Pada intinya, dakwah harus dievaluasi, agar harakah dakwah tidak hanya menjadi simbol yang substansinya telah beralih pada sektor lain yang jauh dari nilai-nilai dakwah itu sendiri. Mudah–mudahan ayat ini menjadi bahan evaluasi bagi dakwah yang sama-sama kita lakukan: Katakanlah: “Inilah jalan (agama) ku, aku dan orang-orang yang mengikutiku mengajak (kamu) kepada Allah dengan hujjah yang nyata, Maha Suci Allah, dan aku tiada termasuk orang-orang yang musyrik”. [QS. Yusuf (12): 108]

Ukhwah Islamiyah

Semua orang yang berakal pasti sepakat bahwa persatuan itu sangat penting dan dibutuhkan oleh umat yang menginginkan kemenengan. Sungguh, syari’at telah memperhatikan hal itu dan bagaimana menjaganya.

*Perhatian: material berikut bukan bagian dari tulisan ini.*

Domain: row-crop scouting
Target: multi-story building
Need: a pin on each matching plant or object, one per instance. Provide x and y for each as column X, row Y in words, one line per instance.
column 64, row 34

Pada akhir-akhir ini, berbagai perselisihan silih berganti. Perselisihan memang sudah kepastian yang akan terjadi pada umat. Tapi, perselisihan yang terjadi sekarang ini sudah melampaui batas sehingga perlu adanya wasiat dan pencerahan terhadap makna persatuan.
Di antara dalil-dalil yang menjelaskan akan pentingnya menyatukan barisan adalah sebagai berikut.

Nash-Nash dari Al-Qur’an

Sungguh Al-Qur’an telah menjaga persatuan umat. Hal ini dijelaskan dalam banyak ayat Al-Qur’an, di antaranya Allah Azzawajalla berfirman (yang artinya): “Hai orang-orang yang beriman, bertakwalah kepada Allah sebenar-benar takwa kepada-Nya; dan janganlah sekali-kali kamu mati melainkan dalam keadaan beragama Islam. Dan berpeganglah kamu semuanya kepada tali (agama) Allah, dan janganlah kamu bercerai berai, dan ingatlah akan nikmat Allah kepadamu ketika kamu dahulu (masa Jahiliyah) bermusuh-musuhan. Maka Allah mempersatukan hatimu, lalu menjadilah kamu karena nikmat Allah, orang-orang yang bersaudara; dan kamu telah berada di tepi jurang neraka, lalu Allah menyelamatkan kamu dari padanya. Demikianlah Allah menerangkan ayat-ayat-Nya kepadamu, agar kamu mendapat petunjuk.” (Ali-Imran: 102-103).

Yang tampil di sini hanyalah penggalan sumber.